People also don't want to be non-white, poor, or overweight, yet many of us must live with these "marks" against us every single day.
What you're experiencing is a removal of privilege that you've likely had your whole life. If you grow up white, male, middle to upper class and generally don't have any other physical issues that will make you stand out (not fat, overly ugly, etc), you can generally get along without too much in the way of problems. But if you're gay, it's like an invisible weight on your back. On one hand, you're still seen as the white male, etc by others, but if the FIND OUT that you are gay (either because you're holding hands with a guy, or you check some guy out, etc) then suddenly they're reevaluating you and sometimes that's not a good thing if they're bigoted jerks.
But the truth of the matter is that this is not YOUR problem. IT IS THE PROBLEM OF THE BIGOTED PEOPLE. You don't have the issue, it's the people who are so horribly upset by the fact that you exist that they have no other way to react than to attack you.
You being gay does not inconvenience or hurt me in any direct way, but for someone who believes various things or buys into heteronormative culture, it can be very, very shocking.
Basically, you need allies. You know you are gay, and you have generally accepted it (even though you wish it weren't true sometimes since it can be hard). But the thing is, you aren't comfortable with your gay identity and beyond just getting into the dating pool, you need to get out there and be with people who accept and welcome gay people and also meet other gay people so that you can start to change your own inner prejudices and normalize your opinion of gay people.

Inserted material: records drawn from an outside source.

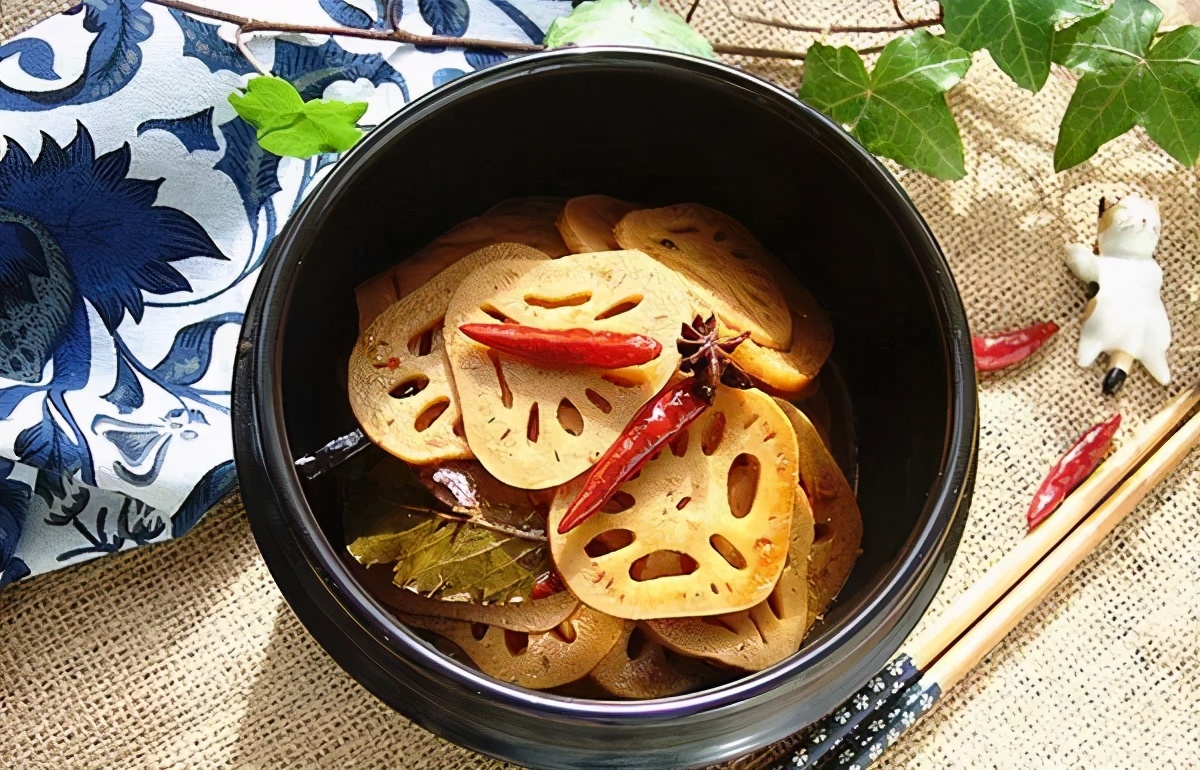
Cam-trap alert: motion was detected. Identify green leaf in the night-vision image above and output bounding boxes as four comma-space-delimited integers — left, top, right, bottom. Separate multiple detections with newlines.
800, 30, 971, 179
229, 76, 367, 158
542, 0, 716, 59
1054, 0, 1200, 172
337, 452, 550, 602
942, 0, 1104, 91
349, 518, 550, 602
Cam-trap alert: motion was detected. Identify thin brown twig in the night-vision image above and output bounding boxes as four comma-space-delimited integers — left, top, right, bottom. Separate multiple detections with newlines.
149, 0, 881, 72
722, 0, 942, 35
150, 0, 542, 53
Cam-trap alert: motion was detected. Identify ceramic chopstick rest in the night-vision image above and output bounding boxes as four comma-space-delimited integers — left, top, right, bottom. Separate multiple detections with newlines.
1067, 195, 1171, 396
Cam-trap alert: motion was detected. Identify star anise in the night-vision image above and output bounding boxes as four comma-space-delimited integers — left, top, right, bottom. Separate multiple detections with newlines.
677, 315, 754, 390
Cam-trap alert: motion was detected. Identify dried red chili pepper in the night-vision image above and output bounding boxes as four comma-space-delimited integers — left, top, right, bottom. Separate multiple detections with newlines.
971, 321, 1058, 372
558, 377, 714, 535
558, 315, 751, 535
530, 570, 566, 598
458, 324, 662, 369
1025, 414, 1121, 531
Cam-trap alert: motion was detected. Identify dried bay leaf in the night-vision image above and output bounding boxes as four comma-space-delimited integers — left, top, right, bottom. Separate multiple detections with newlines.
338, 451, 550, 602
381, 518, 550, 602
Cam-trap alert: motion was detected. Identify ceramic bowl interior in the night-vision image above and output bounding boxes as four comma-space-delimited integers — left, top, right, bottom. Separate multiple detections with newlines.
235, 50, 976, 768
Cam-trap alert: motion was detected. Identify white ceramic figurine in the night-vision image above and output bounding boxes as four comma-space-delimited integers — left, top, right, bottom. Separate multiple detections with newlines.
1067, 195, 1171, 396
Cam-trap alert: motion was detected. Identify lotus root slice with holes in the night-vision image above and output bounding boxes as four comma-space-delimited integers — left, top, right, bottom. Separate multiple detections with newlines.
445, 252, 689, 489
588, 620, 721, 699
558, 195, 637, 254
548, 387, 797, 620
354, 198, 570, 331
642, 460, 812, 670
779, 401, 863, 626
349, 243, 548, 464
402, 606, 623, 690
614, 204, 792, 350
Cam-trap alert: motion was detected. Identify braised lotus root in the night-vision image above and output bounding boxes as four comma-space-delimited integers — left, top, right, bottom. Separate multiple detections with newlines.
403, 606, 623, 690
548, 387, 797, 620
344, 194, 863, 699
445, 252, 688, 489
557, 195, 637, 254
776, 401, 863, 626
349, 243, 547, 463
644, 460, 812, 670
721, 305, 833, 398
614, 204, 792, 350
354, 198, 571, 331
588, 620, 720, 698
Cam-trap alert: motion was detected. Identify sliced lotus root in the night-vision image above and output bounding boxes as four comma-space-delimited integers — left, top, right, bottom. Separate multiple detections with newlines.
588, 620, 720, 699
778, 401, 863, 625
403, 606, 623, 690
721, 306, 833, 398
547, 387, 797, 620
354, 198, 570, 331
643, 458, 812, 670
558, 195, 637, 254
445, 252, 689, 489
349, 243, 548, 464
614, 203, 792, 350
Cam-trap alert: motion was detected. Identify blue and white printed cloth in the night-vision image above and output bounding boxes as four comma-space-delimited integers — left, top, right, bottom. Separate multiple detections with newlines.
0, 0, 570, 586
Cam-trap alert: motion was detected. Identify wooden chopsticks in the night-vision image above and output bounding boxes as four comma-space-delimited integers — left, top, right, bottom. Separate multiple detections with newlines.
746, 383, 1200, 770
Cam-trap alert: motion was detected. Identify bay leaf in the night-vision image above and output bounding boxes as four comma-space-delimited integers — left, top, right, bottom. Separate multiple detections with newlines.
381, 518, 551, 602
338, 451, 551, 602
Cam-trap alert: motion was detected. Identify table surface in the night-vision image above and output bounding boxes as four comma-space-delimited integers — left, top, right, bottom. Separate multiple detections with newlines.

As I've always said, everyone hates on fat people all the time, but most of the time after meeting me (I'm fat), people drop the prejudice. I stop being a "fat chick" and start being who I am- a person. What you need is to stop dehumanizing your gayness and realize it is a human part of you and it's something that is perfectly natural in the human spectrum of behaviors and desires. Once you get to that point, I predict that it will be much easier for you to accept yourself as you are.